A common way to compare "stability" is to look at the energy difference between one state and another, under certain conditions. In the gas phase, this energy difference is known as the ionization energy (our article isn't really clear that it applies to gas phase species, but it does). Specifically, it requires about 419 kJ/mol to go from gaseous potassium atoms to gaseous K+ and e- ions. Buddy431 (talk) 19:14, 6 November 2011 (UTC)
I concur — Preceding unsigned comment added by 203.112.82.1 (talk) 19:55, 6 November 2011 (UTC)

Genealogy[edit]

how to know my ancestors? who they are a kshatriya or someone else? to which dynasty they belong? — Preceding unsigned comment added by Vichu8331 (talkcontribs) 15:49, 6 November 2011 (UTC)

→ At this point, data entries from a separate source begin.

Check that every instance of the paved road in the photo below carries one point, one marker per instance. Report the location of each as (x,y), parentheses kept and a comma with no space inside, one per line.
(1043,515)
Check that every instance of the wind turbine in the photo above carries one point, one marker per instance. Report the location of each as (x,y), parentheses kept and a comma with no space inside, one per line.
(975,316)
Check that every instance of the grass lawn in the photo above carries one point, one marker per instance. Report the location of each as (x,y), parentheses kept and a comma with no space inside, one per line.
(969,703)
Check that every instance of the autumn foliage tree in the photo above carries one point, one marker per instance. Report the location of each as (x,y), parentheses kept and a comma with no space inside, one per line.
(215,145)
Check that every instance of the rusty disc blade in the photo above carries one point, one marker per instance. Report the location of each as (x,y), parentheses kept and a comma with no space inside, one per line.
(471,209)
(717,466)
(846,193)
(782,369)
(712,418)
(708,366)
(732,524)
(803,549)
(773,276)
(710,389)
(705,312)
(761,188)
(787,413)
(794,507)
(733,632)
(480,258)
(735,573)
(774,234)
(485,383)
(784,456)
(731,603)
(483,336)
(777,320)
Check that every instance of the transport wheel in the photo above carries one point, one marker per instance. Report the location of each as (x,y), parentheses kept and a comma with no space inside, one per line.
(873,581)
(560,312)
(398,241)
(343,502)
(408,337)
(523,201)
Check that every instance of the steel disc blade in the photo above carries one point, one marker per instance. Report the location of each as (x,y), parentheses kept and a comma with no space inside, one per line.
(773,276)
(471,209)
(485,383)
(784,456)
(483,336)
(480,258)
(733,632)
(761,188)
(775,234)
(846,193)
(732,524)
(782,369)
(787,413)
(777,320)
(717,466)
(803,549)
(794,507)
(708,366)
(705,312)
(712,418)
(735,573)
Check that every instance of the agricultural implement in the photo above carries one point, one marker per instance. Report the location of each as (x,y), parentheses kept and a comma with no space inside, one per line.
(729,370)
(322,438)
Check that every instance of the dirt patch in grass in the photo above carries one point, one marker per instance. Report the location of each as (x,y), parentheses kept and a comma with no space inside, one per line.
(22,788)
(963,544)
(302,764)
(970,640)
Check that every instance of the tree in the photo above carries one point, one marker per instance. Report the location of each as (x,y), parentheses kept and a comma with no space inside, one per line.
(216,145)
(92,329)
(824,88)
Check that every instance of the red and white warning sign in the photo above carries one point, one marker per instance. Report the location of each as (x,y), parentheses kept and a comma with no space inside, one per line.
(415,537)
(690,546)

We have no way of knowing who your ancestors are. Looie496 (talk) 16:49, 6 November 2011 (UTC)
The only way to know who your ancestors were to any specific accuracy is to actually have them documented; that usually means someone wrote down every time someone was born; who their father and mother was, etc. Depending on what culture you live in and at what point in history will determine how easy it is to track down your specific ancestors. See Genealogy for methods on tracking your ancestors. --Jayron32 18:54, 6 November 2011 (UTC)
I added the title "Genealogy" to this question, which was posted without a title. However, perhaps Varna or maybe Caste or Race would have been a more apt title, since I think that's more specifically what the question is about. Kshatriya is a varna, and I'm pretty sure the question about dynasties refers to Lunar Dynasty vs. Solar Dynasty, which are basically racial divisions. So respondents should just respond to the questions per se, and not be influenced by the choice of title. I probably should have added a comment to that effect when I added the title. Red Act (talk) 19:31, 6 November 2011 (UTC)
I think the standard answer is to start with what you know and work backwards, and I think that will apply in this case too. Write down who your parents are, who their parents were, and if you know it, who their parents were. India does keep birth records, but I have only seen a documentary on the Anglo-Indian community's records so I'm not sure of the extent to which the records are kept and how far they go back. --TammyMoet (talk) 19:42, 6 November 2011 (UTC)
That wouldn't be Alastair McGowan's appearance on Who do you think you are? by any chance? That dealt with trying to dig up old records, which were perhaps a little more available than one would imagine. Of course, the producers probably through huge wodges of cash at people to find them. Brammers (talk/c) 09:14, 7 November 2011 (UTC)
Yes it was, hence my caveat of the community. A researcher who knows their subject is worth more than gold, in my experience. --TammyMoet (talk) 10:36, 7 November 2011 (UTC)
The professional historian's association's rate's aren't recent recommendations (2003), but back calculating from equivalent wage earners and adding a consultant's mark up, I'd charge AUD300/hr before GST, you pay my costs (living expenses away from home based off the public servants rates, archival retrieval fees, transport economy air, first rail). The professional association recommends something similar, based off 2003 costs they're asking for a 5x hourly mark-up. The current hourly is around AUD60 (including super) for employee full-time academic historians non-professorial. Fifelfoo (talk) 10:46, 7 November 2011 (UTC)
I double checked the rates; they're 2011 and they're only asking for a 1.5x mark-up for casual consulting. Obviously that's not based on attempting to live off consulting work on a serious basis…and, correspondingly, a contractor would negotiate their professional fee downwards based on a contract with a longer fixed period than hourly engagement. Fifelfoo (talk) 10:50, 7 November 2011 (UTC)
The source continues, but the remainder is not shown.